I'm so thirsty. For beverage and warmth and physicality. What I've been doing, a depressed person would do. Sleeping all day, 12 hours at a time, binge-tving, binge-eating, not showering, and holing up in the house. Skipping days so I don't have to make phone calls. Because business hours are over. Also picking my scalp. Also using my wheelchair when I am perfectly capable of walking. Cocooning. Time to open wings. And flutter, if I am too afraid to fly just yet. 

Monday, December 11, 2023

An Evening

 I'm not sick. Achy, though. New stylus from Katherine. I feel a new way.  Pain. What a thing. Trace of my earlier cold. Did I take my ibupfofen. Time o' month, maybe. Why don't I love me enough. What is it to love. This night a continuation of the nighttimes in my childhood. That girl saw a bleak winter field. Stars bright from being in the cold. Alone. That never ended.Looking for that deep sorrow buried in a barn. What barn. But ive never stopped being conscious of the barn. At the same time it's beautiful. All alone, but the Universe knew me. I know aspects of It. What it is I look for in that abandoned warehouse. Those abandoned places.
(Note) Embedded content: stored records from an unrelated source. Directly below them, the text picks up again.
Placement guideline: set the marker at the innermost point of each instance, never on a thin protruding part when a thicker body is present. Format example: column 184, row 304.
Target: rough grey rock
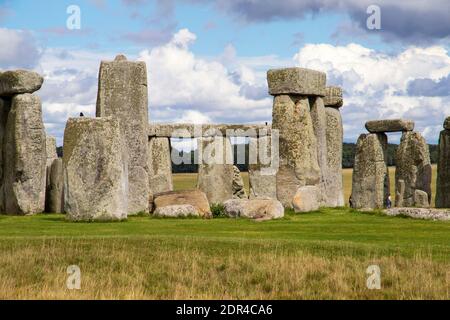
column 5, row 106
column 238, row 185
column 177, row 211
column 370, row 185
column 122, row 94
column 215, row 172
column 319, row 119
column 95, row 170
column 262, row 170
column 194, row 198
column 297, row 146
column 299, row 81
column 24, row 157
column 159, row 165
column 443, row 171
column 391, row 125
column 420, row 213
column 54, row 199
column 413, row 169
column 260, row 209
column 333, row 97
column 421, row 199
column 306, row 199
column 335, row 133
column 18, row 82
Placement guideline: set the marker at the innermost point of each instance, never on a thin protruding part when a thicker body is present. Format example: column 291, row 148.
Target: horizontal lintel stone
column 394, row 125
column 298, row 81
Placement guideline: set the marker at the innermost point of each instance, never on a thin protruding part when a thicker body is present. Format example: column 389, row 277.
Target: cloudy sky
column 207, row 60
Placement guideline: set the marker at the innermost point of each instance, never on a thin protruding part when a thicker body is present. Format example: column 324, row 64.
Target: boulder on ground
column 95, row 170
column 260, row 209
column 194, row 198
column 177, row 211
column 391, row 125
column 306, row 199
column 299, row 81
column 18, row 82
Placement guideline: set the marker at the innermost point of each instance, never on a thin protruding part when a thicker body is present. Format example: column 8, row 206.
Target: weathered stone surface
column 260, row 209
column 443, row 171
column 95, row 170
column 421, row 199
column 5, row 106
column 215, row 172
column 394, row 125
column 370, row 187
column 306, row 199
column 298, row 81
column 238, row 185
column 333, row 97
column 420, row 213
column 413, row 169
column 335, row 134
column 262, row 169
column 297, row 146
column 447, row 123
column 177, row 211
column 18, row 82
column 319, row 119
column 189, row 130
column 159, row 165
column 54, row 199
column 25, row 157
column 122, row 94
column 195, row 198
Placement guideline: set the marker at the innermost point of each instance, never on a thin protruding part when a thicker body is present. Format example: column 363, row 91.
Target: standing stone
column 25, row 157
column 95, row 170
column 370, row 187
column 122, row 94
column 297, row 146
column 413, row 169
column 159, row 165
column 319, row 119
column 5, row 105
column 262, row 176
column 443, row 170
column 335, row 132
column 215, row 172
column 238, row 185
column 54, row 200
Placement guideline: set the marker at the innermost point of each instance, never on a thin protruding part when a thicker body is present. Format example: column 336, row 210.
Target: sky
column 207, row 59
Wednesday, December 6, 2023

50

 I inhabit a heavy and small body. My lungs work. The signals my brain sends to my leg are interrupted somehow. The problem doesn't seem to be my brain itself, maybe a sensitive nerve down the path. I have no faith in the neurologist I've seen. He has said my ankle reflexes aren't fully normal, and that I definitely did suffer rhabdolmyolysis. And my anxiety-induced stiffness did nothing to help. But he's dismissive and lacks passion.